Quoi qu’il en soit, le supergroupe international en est déjà à son sixième album, Despărțire, qui vient nous susurrer aux oreilles huit complaintes à écouter une morne journée d’automne en regardant les feuilles rousses tourbillonner dehors et la pluie s’écraser lourdement sur la vitre.
Dès le titre d’entrée, l’incroyable Deepen This
Wound, on est happé dans l’univers de dépression douce du combo : arpèges flottants et cafardeux, rythme lent, guitares lourdes et grondantes, violons aux plaintes larmoyantes dont les notes fragiles tissent un canevas mélodique tout en sensibilité, sans oublier cette dualité de chants extrêmement expressifs et virtuoses dans leur genre, un growl toujours aussi abyssal, vibrant de résignation et de tristesse ainsi qu’un magnifique chant clair, tout y est, et on retrouve avec un plaisir intact ce subtil mélange de tristesse et de plénitude enivrant qui nous avait enveloppé l’année dernière sur l’intemporel
Durere. Ce premier morceau nous file la chair de poule et nous plonge dans un état d’extase béate que seuls les grands morceaux parviennent à créer, et
Clouds enchaîne de la plus belle des manières avec This
Heart, A Coffin à la ligne de violon chavirante sur laquelle le chant frissonnant de Mick
Moss (
Antimatter) vient nous emplir l’âme de cette torpeur mélancolique.

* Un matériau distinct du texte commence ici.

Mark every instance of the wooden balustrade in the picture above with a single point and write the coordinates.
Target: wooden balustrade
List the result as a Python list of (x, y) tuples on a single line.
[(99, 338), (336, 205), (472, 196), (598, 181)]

Le combo britannico roumain est toujours délicieusement tiraillé entre doom funéraire et passages plus atmosphériques, fusionnant idéalement le meilleur de groupes comme Shape of
Despair, Eye of
Solitude,
My Dying Bride ou
The Prophecy, avec des guitares qui orchestrent magnifiquement cette symphonie à la profondeur émotionnelle peu commune, et ces deux premiers morceaux semblent touchés par la grâce, continuité directe des albums précédents qui, pour ma part, sont déjà inscrits au panthéon du style.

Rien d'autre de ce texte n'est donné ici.